Electronic – Why is the bandwidth for a matched filter twice the normal nyquist theorem one

Why is the needed channel bandwidth for a matched filter higher than the normal bandwidth derived by the nyquist theorem (2B=R, assuming L=2)?

After some digging I found this source that states the following:

Overcome the practical difficulties encountered with the ideal
Nyquist channel by extending the bandwidth from the minimum value W =
R_b/2 to an adjustable value between W and 2W.

What are these practical difficulties and how does increasing the channel bandwidth overcome them? Why do these difficulties only occur when using a matched filter?

edit 1:
In response to "not specific to matched filter" comments, I realize that in practice 2.2 (or more) times the highest f is used instead of 2 to overcome imperfections. However, in my handbook B=R is used for matched filters (both in theory as in exercises) and 2B=R is used in every other context.

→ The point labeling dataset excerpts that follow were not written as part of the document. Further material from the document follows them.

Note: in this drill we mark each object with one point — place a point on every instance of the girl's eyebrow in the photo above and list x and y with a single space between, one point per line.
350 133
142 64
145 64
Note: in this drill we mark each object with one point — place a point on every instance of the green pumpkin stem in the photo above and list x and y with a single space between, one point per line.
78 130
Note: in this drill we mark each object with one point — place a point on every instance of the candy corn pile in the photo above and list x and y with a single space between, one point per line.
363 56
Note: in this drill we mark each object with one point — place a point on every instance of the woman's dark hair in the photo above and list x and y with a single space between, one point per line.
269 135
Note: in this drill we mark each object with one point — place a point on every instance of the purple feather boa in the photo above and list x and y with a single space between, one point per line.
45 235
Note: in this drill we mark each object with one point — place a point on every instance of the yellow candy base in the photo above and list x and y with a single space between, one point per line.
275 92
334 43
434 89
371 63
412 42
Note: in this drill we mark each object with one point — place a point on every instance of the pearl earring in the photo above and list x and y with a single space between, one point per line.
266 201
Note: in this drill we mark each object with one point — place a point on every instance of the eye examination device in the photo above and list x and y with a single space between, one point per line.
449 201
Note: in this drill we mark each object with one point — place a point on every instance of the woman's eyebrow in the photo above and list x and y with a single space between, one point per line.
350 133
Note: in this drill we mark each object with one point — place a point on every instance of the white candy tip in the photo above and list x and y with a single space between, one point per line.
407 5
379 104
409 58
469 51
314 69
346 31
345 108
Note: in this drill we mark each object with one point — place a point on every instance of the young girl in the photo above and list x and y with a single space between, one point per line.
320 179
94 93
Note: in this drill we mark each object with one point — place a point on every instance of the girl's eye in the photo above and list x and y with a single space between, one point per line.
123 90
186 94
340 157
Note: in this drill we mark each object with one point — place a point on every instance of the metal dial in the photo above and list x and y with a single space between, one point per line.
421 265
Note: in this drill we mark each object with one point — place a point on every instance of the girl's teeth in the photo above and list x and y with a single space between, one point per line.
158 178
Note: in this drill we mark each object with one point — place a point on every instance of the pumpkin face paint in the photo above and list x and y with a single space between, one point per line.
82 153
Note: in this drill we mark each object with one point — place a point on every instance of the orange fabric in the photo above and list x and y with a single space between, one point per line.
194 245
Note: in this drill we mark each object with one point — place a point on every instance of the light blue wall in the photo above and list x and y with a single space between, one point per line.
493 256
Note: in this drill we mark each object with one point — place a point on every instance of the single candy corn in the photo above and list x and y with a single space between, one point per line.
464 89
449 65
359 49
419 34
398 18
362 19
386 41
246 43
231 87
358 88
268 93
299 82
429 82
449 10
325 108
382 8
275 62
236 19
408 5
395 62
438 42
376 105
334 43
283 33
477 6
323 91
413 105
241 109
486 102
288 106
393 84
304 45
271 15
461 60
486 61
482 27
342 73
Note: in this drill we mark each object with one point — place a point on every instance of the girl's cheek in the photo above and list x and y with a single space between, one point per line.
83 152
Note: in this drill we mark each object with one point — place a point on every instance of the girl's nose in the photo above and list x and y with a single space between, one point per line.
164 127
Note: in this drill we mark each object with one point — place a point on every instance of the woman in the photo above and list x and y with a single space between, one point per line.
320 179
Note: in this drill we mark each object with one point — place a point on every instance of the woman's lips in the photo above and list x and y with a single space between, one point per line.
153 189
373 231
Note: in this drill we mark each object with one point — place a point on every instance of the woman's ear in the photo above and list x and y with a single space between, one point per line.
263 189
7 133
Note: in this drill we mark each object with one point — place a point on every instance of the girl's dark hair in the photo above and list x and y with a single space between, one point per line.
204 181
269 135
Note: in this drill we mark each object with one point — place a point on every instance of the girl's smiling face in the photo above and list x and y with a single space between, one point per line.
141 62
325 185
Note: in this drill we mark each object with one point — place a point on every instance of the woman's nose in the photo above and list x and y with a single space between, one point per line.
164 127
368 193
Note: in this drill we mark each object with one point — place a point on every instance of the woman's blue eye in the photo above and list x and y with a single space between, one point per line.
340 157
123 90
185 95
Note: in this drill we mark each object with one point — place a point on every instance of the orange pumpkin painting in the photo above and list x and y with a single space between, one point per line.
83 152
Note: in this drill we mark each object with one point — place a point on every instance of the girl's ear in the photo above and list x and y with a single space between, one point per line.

F.e. my handbook states the following for a matched filter:
$$
BER = Q(\sqrt{\frac{(A_1 – A_0)^2 T_s}{4N_0/2}}) = Q(\sqrt{\frac{(A_1 – A_0)^2}{2N_0 B}})$$
which implies R=B, does it not?

edit 2:
My question was inherently flawed. Unluckily, in my handbook it just happened to be so that both the relevant exercise and the theory section about matched filters used a (flawed) sampling method at the middle of the bit puls merely as an example. The usage of B=R stemmed from this coincidence, not from the fact that a matched filter was used.